Francis Wilkinson Pickens, grandson of Revolutionary War general Andrew Pickens, was a lawyer, state and federal legislator, US ambassador to Russia, and governor of South Carolina. During his term as governor, he witnessed and supported the secession of South Carolina from the Union and the opening shots of the Civil War from Confederate batteries at Union-held Fort Sumter.
A political ally of Senator John C. Calhoun, Pickens ardently supported nullification in the 1830s, questioning the legality of a protective tariff. At the 1850 Southern Rights Convention in Nashville, Pickens emerged as a strong advocate for secession. The failure of southern cooperation pushed him briefly toward the radical position of separate state action, but he returned to the fold of the national Democratic party and actively campaigned for the 1856 candidacy of President James Buchanan. In return for his support, Buchanan offered Pickens the position of minister to Russia, which he eventually accepted. He served there from 1858 to 1860, befriending Czar Alexander II.

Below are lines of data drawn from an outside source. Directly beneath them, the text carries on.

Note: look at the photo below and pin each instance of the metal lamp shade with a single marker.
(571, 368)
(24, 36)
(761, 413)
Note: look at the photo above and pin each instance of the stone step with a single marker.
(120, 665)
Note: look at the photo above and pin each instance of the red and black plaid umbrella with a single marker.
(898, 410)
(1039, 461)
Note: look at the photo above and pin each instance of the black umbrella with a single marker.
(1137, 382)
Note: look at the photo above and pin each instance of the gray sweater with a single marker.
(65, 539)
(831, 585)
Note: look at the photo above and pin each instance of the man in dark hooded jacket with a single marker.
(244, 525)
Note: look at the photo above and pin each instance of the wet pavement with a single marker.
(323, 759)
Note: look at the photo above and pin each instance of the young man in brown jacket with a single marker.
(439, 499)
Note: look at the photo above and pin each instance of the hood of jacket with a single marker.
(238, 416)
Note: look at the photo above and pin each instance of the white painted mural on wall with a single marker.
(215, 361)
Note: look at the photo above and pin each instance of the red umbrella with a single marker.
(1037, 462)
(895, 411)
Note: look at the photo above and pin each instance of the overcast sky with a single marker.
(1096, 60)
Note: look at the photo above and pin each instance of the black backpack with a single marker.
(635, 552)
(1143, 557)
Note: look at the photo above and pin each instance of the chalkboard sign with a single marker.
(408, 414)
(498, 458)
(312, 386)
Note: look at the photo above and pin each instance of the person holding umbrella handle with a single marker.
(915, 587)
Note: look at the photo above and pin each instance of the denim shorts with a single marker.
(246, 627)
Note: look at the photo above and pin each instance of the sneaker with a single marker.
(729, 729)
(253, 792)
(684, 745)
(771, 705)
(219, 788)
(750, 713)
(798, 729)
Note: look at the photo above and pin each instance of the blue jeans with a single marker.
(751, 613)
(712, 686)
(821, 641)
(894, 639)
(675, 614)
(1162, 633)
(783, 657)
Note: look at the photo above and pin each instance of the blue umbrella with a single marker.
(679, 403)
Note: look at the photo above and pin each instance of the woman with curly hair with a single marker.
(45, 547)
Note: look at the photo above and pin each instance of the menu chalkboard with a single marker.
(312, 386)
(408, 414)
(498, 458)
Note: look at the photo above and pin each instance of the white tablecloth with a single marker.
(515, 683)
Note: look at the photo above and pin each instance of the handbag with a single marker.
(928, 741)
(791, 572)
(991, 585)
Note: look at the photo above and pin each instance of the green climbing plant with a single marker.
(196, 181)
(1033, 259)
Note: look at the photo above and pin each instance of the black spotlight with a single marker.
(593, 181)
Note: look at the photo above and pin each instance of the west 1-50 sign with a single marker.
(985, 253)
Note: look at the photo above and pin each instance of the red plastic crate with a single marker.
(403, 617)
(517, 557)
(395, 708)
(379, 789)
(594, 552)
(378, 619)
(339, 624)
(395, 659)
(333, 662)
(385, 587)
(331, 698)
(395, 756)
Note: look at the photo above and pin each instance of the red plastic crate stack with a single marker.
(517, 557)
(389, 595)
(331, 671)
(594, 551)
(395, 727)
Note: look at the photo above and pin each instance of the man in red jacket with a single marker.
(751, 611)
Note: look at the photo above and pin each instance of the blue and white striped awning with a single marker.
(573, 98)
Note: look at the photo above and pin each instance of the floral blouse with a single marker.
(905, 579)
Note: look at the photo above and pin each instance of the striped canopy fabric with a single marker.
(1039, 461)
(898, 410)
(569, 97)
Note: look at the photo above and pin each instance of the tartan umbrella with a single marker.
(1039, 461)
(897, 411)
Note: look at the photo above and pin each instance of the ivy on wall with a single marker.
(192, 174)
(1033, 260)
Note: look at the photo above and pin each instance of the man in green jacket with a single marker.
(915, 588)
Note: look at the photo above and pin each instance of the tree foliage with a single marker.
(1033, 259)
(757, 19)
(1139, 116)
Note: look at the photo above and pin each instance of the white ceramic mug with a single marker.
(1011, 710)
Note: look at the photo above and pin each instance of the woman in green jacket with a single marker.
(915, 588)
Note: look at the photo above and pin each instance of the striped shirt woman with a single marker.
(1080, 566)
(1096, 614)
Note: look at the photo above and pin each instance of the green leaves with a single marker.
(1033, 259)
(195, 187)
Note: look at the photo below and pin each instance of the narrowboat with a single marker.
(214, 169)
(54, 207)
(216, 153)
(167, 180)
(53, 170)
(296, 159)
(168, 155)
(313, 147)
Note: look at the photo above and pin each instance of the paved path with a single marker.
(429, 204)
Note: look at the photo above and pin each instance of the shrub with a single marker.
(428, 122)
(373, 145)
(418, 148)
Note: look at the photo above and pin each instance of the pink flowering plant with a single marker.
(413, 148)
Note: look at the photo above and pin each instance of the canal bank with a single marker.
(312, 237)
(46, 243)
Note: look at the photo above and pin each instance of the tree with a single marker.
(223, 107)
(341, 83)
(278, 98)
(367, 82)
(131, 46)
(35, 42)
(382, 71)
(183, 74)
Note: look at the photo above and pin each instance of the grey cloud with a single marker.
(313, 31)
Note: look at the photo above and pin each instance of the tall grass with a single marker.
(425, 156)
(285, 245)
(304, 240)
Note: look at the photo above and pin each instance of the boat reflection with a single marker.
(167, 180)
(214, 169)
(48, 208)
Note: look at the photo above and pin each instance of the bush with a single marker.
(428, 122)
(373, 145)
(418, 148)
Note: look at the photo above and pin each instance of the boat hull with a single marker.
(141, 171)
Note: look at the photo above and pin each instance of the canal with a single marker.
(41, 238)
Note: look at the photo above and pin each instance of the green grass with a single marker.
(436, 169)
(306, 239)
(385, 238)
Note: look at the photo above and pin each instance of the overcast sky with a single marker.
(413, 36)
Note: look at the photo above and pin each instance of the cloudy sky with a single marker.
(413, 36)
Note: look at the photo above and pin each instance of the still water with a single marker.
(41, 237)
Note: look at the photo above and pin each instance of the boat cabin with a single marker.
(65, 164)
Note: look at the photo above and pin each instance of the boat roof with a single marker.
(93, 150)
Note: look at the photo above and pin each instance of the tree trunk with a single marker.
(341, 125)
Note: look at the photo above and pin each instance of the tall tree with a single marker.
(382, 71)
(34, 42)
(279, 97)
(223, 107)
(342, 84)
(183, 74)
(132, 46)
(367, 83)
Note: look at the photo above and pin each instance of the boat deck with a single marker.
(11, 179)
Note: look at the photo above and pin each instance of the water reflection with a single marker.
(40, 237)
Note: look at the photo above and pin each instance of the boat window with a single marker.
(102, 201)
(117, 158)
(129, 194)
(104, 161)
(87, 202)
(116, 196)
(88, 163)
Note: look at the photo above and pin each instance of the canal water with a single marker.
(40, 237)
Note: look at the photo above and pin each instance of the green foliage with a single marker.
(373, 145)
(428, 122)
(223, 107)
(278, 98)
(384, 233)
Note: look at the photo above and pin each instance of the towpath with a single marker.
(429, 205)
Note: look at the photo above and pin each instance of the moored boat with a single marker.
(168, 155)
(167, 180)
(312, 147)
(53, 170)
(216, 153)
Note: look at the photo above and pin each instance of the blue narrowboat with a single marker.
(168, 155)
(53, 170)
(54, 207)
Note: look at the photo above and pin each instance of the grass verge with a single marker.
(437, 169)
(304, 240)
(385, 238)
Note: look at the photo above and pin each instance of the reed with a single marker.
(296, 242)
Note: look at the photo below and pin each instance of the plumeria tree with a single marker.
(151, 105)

In 1860, Pickens was elected governor of South Carolina and was installed just days before the state voted to secede from the Union. Under intense pressure to remove the Federal presence from Charleston Harbor, Pickens protested the move of Major Anderson's Union garrison from Fort Moultrie to Fort Sumter. Apart from the shots fired at the Star of the West in January 1861, a vessel sent to reinforce and reprovision Fort Sumter, Pickens avoided hostilities. The eventual bombardment and capture of Fort Sumter, which opened the Civil War, came after the Confederate government took control of events in the harbor.
Pickens' administration was beset was war-related problems, including raising troops and supplies to defend the coastline and assist the army in Virginia. Confidence in Pickens' leadership eroded over the course of his term, and his power diminished with the creation of a five-member executive council.
He retired from politics in 1862, retiring to his plantation in Edgefield, but returned at war's end to represent his district in the state's constitutional convention. Pickens, as a convention delegate, recommended South Carolina adopt a policy of cooperation with the Johnson administration and personally introduced the bill to repeal South Carolina's Ordinance of Secession. It passed by a margin of 105 to 3. He died at his home on January 25, 1869, and was buried at Willowbrook Cemetery in Edgefield County.